Im Rahmen dieses Blog-Eintrags möchte ich mir gerne ansehen, welche Eigenschaften Helden denn haben, ob es vielleicht spezifisch weibliche und spezifisch männliche Eigenschaften gibt und wie man diese im Unterricht aufgreifen könnte. Schließlich tauchen gerade vor dem Hintergrund der neuen Marvel-Filme immer mehr weibliche Helden auf den Kinoleinwänden auf. 
Wie zuletzt erst in „Black Panther“ bzw. den Avengers-Reihen von Marvel zu sehen ist, können sowohl Frauen als auch Männer Helden sein. Nehmen wir als Beispiel Shuri aus Wakanda. Sie ist die sechzehnjährige Schwester von T‘Challa, der der Black Panther und König von Wakanda ist.

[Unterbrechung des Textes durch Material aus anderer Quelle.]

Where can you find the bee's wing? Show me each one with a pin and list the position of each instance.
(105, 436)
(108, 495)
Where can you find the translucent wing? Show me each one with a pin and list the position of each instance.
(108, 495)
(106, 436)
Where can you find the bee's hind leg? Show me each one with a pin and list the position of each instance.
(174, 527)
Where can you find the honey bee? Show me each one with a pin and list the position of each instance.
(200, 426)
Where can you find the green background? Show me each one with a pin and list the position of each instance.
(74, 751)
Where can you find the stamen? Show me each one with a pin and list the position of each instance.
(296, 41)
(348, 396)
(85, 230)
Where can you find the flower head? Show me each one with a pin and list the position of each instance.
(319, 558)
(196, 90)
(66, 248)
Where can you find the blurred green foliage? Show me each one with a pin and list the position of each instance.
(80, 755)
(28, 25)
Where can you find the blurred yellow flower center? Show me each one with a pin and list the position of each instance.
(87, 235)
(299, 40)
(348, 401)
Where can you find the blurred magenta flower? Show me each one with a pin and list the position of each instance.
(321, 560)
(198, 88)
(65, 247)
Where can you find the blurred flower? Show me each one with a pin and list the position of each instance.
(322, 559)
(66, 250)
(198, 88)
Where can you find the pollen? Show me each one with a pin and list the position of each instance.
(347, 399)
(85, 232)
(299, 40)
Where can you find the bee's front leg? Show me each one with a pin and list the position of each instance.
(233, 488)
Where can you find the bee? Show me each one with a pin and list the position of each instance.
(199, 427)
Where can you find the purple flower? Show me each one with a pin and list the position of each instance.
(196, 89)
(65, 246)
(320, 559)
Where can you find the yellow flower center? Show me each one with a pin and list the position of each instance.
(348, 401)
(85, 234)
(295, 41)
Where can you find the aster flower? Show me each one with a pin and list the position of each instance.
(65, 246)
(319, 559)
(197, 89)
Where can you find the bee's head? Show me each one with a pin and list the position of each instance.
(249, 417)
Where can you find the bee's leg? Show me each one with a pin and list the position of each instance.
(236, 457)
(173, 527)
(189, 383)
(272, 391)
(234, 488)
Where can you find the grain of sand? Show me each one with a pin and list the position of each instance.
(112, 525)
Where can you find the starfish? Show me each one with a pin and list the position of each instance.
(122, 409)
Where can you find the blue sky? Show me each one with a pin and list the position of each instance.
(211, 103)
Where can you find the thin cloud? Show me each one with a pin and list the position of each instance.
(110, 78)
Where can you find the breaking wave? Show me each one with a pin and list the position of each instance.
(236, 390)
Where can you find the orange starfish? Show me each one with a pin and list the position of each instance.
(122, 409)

In ihrer Heimat verfügt Shuri über ein riesiges Labor, in dem Sie medizinische Instrumente, Kampfutensilien und allerlei andere Gerätschaften entwirft und baut. Von den Machern des MCU, des Marvel Cinematic Universe, wird sie sogar als schlauester Charakter bezeichnet. Und das, obwohl es da auch noch Tony Stark gibt – der sich seine körperliche Übermacht gegen Gegner übrigens über seine selbst konstruierten Anzüge schafft, also eigentlich auch mehr mit dem Kopf als mit den Muskeln arbeitet. Wohingegen Jessica Jones eher untypische Züge für eine weibliche Heldin zeigt: Alkohol, Schlägereien und wenig Emotionalität. Trotz allem tauchen Frauen in Comics und Superheldenfilmen deutlich weniger auf. 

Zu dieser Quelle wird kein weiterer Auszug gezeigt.